It may have been a few decades since you’ve had to cram for an exam, but we all frequently need to commit information to memory in our daily lives.
While some people seem to be able to remember vast amounts of information with very little effort, others struggle to put names to the faces that they recognise. Why is this the case? The explanation lies in your ability to subsequently access stored information.
Sure, cramming might have its merits in the short-term, but if you want to memorise information and be able to remember it down the track – not just the next day – there are far better strategies. Interestingly enough, and despite popular belief, the issue isn’t our brain’s ability to store detail; it’s actually our ability to recall that information.
The first step, and perhaps the most crucial, is to pay attention. It seems blatantly obvious so it probably sounds ridiculous to even mention it, but most of the time when we’ve forgotten something it’s because we weren’t paying enough attention to the information.
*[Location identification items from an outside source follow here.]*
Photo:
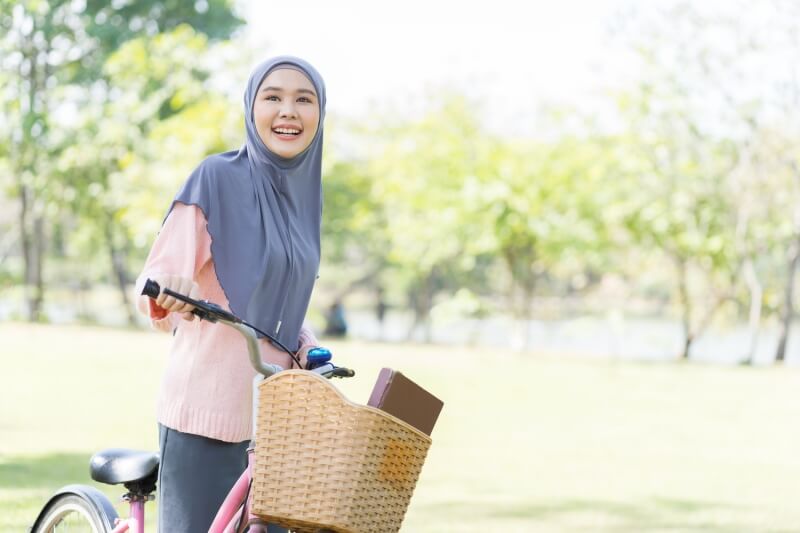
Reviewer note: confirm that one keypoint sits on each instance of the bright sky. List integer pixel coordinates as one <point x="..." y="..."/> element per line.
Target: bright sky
<point x="510" y="54"/>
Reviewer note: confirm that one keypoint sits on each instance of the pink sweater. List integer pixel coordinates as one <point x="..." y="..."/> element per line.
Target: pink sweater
<point x="206" y="389"/>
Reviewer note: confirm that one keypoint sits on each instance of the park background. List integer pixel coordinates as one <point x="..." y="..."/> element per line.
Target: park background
<point x="579" y="225"/>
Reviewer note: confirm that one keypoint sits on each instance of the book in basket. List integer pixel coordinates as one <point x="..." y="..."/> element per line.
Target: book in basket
<point x="323" y="462"/>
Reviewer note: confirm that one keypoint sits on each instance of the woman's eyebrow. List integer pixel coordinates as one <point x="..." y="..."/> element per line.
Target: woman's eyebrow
<point x="280" y="89"/>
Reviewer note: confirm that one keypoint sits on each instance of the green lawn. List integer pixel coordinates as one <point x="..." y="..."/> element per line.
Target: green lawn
<point x="525" y="443"/>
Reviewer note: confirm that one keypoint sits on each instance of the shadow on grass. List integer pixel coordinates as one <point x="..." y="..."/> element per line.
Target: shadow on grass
<point x="656" y="514"/>
<point x="49" y="471"/>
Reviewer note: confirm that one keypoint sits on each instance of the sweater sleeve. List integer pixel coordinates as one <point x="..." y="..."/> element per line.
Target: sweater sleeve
<point x="181" y="248"/>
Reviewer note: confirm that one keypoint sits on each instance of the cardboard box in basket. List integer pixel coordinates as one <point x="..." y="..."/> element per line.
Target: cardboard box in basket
<point x="401" y="397"/>
<point x="323" y="462"/>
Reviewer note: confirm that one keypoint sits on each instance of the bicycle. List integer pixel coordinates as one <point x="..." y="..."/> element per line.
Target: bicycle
<point x="84" y="508"/>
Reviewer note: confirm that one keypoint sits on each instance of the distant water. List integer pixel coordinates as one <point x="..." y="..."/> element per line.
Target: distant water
<point x="612" y="337"/>
<point x="626" y="338"/>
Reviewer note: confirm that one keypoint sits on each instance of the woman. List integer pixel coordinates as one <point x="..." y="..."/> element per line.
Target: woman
<point x="244" y="232"/>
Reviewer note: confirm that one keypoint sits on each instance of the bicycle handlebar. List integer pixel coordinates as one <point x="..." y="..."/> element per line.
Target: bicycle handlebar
<point x="212" y="312"/>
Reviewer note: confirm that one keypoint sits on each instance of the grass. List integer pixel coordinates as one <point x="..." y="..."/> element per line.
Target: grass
<point x="525" y="443"/>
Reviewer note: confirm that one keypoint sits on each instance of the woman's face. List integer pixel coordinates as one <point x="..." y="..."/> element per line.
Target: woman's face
<point x="286" y="112"/>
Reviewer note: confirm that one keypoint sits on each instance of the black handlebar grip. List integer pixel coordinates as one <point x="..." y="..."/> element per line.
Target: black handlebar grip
<point x="151" y="289"/>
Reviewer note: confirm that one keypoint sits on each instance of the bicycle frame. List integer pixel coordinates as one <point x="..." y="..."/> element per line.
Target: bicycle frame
<point x="135" y="522"/>
<point x="236" y="504"/>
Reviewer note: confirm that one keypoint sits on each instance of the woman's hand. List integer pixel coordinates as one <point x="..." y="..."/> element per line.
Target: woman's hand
<point x="180" y="285"/>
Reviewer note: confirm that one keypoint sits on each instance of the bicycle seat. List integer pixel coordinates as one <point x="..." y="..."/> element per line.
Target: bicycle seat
<point x="118" y="465"/>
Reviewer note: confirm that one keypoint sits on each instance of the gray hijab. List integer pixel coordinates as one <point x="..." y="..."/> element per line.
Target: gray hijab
<point x="264" y="214"/>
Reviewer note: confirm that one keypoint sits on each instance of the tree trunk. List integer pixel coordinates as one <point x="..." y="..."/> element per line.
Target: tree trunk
<point x="32" y="237"/>
<point x="686" y="307"/>
<point x="117" y="257"/>
<point x="754" y="319"/>
<point x="788" y="310"/>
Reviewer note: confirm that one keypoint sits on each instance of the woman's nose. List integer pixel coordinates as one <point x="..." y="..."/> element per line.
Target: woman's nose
<point x="287" y="109"/>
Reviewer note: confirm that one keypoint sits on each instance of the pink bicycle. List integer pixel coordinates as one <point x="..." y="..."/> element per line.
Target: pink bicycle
<point x="84" y="508"/>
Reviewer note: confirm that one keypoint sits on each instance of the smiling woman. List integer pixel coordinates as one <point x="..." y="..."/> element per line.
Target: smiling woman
<point x="244" y="231"/>
<point x="286" y="112"/>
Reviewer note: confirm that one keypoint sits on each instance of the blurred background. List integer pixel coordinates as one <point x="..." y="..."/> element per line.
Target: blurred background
<point x="572" y="188"/>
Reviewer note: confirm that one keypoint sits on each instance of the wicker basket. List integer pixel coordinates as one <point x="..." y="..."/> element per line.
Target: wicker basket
<point x="323" y="462"/>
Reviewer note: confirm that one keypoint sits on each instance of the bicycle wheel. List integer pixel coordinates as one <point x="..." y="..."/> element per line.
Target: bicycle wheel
<point x="71" y="513"/>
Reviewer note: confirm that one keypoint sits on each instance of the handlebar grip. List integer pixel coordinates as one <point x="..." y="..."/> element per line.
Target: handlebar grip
<point x="151" y="289"/>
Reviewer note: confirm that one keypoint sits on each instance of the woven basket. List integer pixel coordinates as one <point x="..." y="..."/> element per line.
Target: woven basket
<point x="323" y="462"/>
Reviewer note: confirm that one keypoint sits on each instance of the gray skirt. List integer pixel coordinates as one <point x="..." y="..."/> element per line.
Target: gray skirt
<point x="194" y="477"/>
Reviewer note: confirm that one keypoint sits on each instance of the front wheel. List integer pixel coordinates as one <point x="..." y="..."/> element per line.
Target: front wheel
<point x="69" y="512"/>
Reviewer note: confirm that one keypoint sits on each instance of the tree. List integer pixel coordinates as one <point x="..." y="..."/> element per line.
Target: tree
<point x="50" y="47"/>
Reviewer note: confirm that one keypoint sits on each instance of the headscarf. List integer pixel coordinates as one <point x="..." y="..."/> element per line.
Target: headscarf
<point x="264" y="213"/>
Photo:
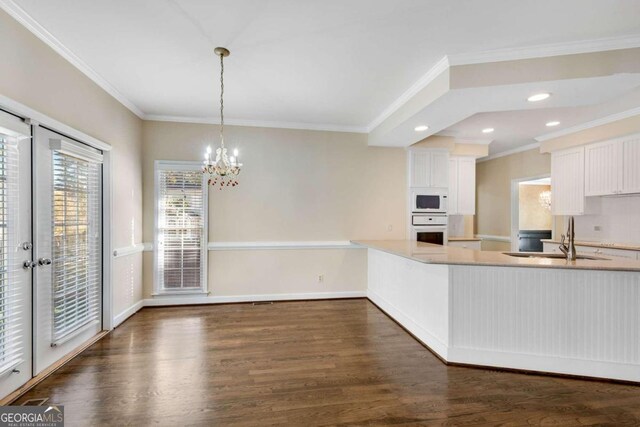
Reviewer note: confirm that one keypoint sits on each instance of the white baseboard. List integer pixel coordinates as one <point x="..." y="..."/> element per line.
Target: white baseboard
<point x="548" y="364"/>
<point x="118" y="319"/>
<point x="190" y="300"/>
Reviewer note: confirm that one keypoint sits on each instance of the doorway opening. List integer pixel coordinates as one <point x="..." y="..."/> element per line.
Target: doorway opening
<point x="531" y="219"/>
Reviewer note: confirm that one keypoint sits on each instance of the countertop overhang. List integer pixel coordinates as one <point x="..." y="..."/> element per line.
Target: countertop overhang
<point x="450" y="255"/>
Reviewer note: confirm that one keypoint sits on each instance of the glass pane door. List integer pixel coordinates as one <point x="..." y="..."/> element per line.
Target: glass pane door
<point x="15" y="261"/>
<point x="69" y="240"/>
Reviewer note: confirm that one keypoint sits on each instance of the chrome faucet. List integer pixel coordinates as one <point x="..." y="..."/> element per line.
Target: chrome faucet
<point x="569" y="249"/>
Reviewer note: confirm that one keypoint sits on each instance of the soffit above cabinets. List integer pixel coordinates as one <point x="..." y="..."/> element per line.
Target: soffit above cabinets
<point x="331" y="65"/>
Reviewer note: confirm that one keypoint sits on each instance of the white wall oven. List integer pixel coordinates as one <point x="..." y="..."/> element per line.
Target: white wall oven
<point x="429" y="228"/>
<point x="428" y="200"/>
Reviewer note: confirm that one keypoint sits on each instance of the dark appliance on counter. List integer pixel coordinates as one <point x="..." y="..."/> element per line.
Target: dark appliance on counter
<point x="531" y="240"/>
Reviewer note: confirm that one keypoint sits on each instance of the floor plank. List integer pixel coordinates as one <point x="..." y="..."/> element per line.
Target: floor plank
<point x="340" y="362"/>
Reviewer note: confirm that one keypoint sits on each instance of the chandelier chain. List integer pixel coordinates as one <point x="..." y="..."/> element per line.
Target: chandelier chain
<point x="222" y="100"/>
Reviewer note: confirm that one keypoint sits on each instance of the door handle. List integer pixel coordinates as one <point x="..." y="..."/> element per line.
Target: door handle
<point x="28" y="265"/>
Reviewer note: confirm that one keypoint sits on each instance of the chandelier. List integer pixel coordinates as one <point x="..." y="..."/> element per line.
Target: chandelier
<point x="224" y="169"/>
<point x="545" y="199"/>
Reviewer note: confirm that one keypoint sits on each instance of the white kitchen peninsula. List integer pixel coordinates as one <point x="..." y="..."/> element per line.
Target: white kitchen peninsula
<point x="486" y="308"/>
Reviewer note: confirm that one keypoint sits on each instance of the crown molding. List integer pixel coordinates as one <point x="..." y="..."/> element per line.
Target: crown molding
<point x="558" y="49"/>
<point x="589" y="125"/>
<point x="510" y="152"/>
<point x="547" y="50"/>
<point x="39" y="31"/>
<point x="257" y="123"/>
<point x="423" y="82"/>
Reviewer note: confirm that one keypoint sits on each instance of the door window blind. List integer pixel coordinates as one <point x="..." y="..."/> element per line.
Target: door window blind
<point x="180" y="235"/>
<point x="12" y="303"/>
<point x="77" y="243"/>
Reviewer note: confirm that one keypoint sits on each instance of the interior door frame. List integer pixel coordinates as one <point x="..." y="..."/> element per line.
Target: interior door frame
<point x="35" y="118"/>
<point x="515" y="209"/>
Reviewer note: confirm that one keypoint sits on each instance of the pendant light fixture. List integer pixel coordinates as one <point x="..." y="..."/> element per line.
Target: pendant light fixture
<point x="224" y="169"/>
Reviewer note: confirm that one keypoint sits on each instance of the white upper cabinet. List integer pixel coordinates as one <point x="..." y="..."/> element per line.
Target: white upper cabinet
<point x="567" y="182"/>
<point x="462" y="186"/>
<point x="613" y="167"/>
<point x="452" y="200"/>
<point x="439" y="169"/>
<point x="603" y="168"/>
<point x="631" y="165"/>
<point x="428" y="168"/>
<point x="420" y="165"/>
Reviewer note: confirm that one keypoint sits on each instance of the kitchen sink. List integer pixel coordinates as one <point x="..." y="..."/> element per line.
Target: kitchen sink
<point x="551" y="255"/>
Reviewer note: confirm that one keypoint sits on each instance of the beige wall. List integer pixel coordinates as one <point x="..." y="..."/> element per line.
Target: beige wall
<point x="532" y="215"/>
<point x="584" y="65"/>
<point x="34" y="75"/>
<point x="493" y="195"/>
<point x="296" y="186"/>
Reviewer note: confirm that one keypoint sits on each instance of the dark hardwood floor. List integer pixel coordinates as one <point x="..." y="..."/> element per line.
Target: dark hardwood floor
<point x="340" y="362"/>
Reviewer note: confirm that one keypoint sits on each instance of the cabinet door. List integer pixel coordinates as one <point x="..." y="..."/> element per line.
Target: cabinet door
<point x="567" y="182"/>
<point x="452" y="204"/>
<point x="420" y="168"/>
<point x="466" y="186"/>
<point x="439" y="169"/>
<point x="603" y="168"/>
<point x="631" y="165"/>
How many times have you been introduced to someone, only to forget his or her name a few minutes later?
Two good tactics for remembering names is to use them repeatedly when you initially meet a person and to make a mental connection between the name and something else – for instance, perhaps they have the same name as your aunt or a good friend from high school.
Rhymes and mnemonic devices also work really well for qualitative information. Mnemonics are especially useful for retaining information in a certain order – for example, ‘my very excellent man show us nine planets’ for the order of the solar system.
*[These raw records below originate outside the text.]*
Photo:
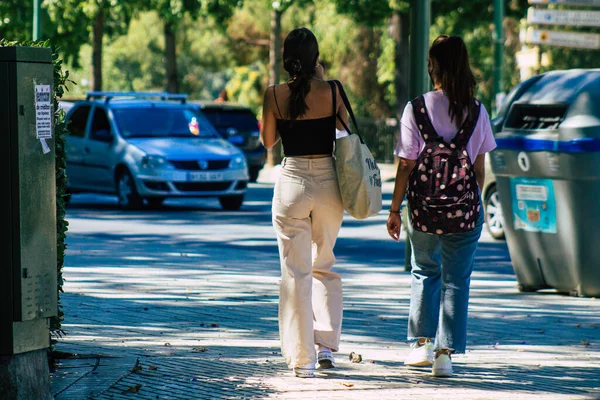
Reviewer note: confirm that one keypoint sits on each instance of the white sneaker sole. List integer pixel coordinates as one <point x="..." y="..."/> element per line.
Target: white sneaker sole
<point x="442" y="373"/>
<point x="421" y="363"/>
<point x="302" y="373"/>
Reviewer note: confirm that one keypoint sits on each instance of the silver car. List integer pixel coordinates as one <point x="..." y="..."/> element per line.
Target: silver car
<point x="145" y="147"/>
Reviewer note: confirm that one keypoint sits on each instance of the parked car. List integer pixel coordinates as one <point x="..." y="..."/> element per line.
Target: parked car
<point x="147" y="147"/>
<point x="238" y="125"/>
<point x="494" y="218"/>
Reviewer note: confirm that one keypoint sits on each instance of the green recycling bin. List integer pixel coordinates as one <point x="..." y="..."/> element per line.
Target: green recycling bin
<point x="547" y="165"/>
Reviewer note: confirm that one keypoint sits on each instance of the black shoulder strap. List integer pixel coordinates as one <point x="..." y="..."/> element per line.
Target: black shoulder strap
<point x="349" y="109"/>
<point x="333" y="97"/>
<point x="468" y="127"/>
<point x="276" y="103"/>
<point x="423" y="121"/>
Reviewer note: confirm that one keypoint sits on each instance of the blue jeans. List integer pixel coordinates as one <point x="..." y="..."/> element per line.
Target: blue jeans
<point x="441" y="276"/>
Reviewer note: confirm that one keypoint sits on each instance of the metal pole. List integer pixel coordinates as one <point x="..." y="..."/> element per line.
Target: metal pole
<point x="498" y="49"/>
<point x="36" y="20"/>
<point x="419" y="46"/>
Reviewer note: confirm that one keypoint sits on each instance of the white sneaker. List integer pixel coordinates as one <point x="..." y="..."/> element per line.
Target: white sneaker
<point x="421" y="356"/>
<point x="325" y="360"/>
<point x="304" y="372"/>
<point x="442" y="365"/>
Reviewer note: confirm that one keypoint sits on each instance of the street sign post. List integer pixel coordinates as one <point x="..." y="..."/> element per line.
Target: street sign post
<point x="564" y="39"/>
<point x="540" y="16"/>
<point x="588" y="3"/>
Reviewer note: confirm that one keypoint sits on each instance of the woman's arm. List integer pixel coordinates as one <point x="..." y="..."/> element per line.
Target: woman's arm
<point x="480" y="170"/>
<point x="394" y="223"/>
<point x="268" y="132"/>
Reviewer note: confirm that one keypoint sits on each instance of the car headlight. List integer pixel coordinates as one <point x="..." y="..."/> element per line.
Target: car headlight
<point x="238" y="162"/>
<point x="154" y="162"/>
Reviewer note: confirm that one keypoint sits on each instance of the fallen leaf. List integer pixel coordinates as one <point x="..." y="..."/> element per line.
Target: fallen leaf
<point x="133" y="389"/>
<point x="355" y="358"/>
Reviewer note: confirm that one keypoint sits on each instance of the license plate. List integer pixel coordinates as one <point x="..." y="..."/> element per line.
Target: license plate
<point x="204" y="176"/>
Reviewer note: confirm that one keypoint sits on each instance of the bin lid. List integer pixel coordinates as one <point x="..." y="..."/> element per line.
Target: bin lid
<point x="26" y="54"/>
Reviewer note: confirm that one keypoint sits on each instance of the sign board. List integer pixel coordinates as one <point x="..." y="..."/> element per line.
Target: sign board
<point x="590" y="3"/>
<point x="43" y="112"/>
<point x="543" y="16"/>
<point x="564" y="39"/>
<point x="528" y="58"/>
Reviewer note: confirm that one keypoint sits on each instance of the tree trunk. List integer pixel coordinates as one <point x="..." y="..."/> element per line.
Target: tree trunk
<point x="401" y="32"/>
<point x="171" y="59"/>
<point x="98" y="32"/>
<point x="275" y="154"/>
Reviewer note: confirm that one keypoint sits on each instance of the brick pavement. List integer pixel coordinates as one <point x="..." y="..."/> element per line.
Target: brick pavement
<point x="183" y="305"/>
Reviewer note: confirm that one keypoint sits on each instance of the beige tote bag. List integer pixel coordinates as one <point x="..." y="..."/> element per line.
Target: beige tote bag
<point x="358" y="175"/>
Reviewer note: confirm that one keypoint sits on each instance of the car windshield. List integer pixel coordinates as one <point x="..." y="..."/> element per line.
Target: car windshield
<point x="151" y="122"/>
<point x="223" y="119"/>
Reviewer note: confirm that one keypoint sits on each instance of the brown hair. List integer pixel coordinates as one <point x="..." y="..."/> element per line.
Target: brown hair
<point x="449" y="66"/>
<point x="300" y="54"/>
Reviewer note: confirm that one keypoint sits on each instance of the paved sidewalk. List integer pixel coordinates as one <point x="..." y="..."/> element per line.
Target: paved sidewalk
<point x="182" y="304"/>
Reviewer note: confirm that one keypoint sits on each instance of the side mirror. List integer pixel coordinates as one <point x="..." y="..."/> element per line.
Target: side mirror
<point x="103" y="135"/>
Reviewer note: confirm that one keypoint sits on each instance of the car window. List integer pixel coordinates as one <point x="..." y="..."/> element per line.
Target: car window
<point x="78" y="120"/>
<point x="223" y="119"/>
<point x="162" y="122"/>
<point x="100" y="125"/>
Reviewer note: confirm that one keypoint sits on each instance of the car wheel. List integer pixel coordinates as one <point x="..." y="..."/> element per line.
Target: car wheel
<point x="494" y="218"/>
<point x="155" y="201"/>
<point x="128" y="195"/>
<point x="253" y="172"/>
<point x="231" y="203"/>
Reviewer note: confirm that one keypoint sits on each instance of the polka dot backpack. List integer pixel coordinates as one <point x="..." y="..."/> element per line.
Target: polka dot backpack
<point x="443" y="196"/>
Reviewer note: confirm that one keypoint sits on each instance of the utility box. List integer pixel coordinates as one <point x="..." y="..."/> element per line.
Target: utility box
<point x="28" y="275"/>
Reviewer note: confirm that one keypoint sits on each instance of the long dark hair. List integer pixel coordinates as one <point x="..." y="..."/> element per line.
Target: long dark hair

Remembering numbers requires a slightly different approach. What works best here is to ‘chunk’ the numbers in groups so instead of trying to memorise 10 digits, you’re memorising three groups of digits. A good example of this is a mobile number – rather than 0-4-0-1-2-3-4-5-6-7, think of it as 0401-234-567.
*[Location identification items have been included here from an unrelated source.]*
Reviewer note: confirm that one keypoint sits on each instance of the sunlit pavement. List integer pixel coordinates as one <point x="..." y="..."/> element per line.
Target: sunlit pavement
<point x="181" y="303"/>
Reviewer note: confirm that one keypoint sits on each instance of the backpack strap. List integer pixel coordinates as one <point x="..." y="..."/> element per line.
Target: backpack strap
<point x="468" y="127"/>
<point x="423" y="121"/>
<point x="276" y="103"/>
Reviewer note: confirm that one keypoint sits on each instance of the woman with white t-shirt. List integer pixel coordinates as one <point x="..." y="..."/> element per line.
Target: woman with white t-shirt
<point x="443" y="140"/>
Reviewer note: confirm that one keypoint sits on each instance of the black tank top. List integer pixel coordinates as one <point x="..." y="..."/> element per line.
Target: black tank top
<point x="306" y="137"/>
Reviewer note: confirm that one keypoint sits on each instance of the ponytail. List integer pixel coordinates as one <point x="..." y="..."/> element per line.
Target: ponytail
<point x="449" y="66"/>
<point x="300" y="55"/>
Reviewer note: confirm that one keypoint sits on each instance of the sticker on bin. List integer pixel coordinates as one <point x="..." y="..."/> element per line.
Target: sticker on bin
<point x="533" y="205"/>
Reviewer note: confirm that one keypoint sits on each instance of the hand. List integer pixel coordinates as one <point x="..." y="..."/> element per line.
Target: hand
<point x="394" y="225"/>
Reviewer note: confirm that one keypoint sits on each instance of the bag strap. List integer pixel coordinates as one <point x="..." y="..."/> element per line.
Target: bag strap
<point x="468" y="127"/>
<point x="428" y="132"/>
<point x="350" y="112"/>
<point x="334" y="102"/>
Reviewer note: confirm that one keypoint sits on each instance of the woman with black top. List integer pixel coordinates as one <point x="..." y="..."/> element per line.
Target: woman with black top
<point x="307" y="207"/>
Noticing patterns is also helpful with numbers, whether it’s a date, phone number or amount of money.
Some more general tactics that help to commit information to memory and recall it are repetition – writing it down or saying it out loud several times, visual associations – imagining a related picture or image of the information, and making links between the new information and previous knowledge that you have.
Are you better at remembering names or faces? Do you have some tips for improving your memory?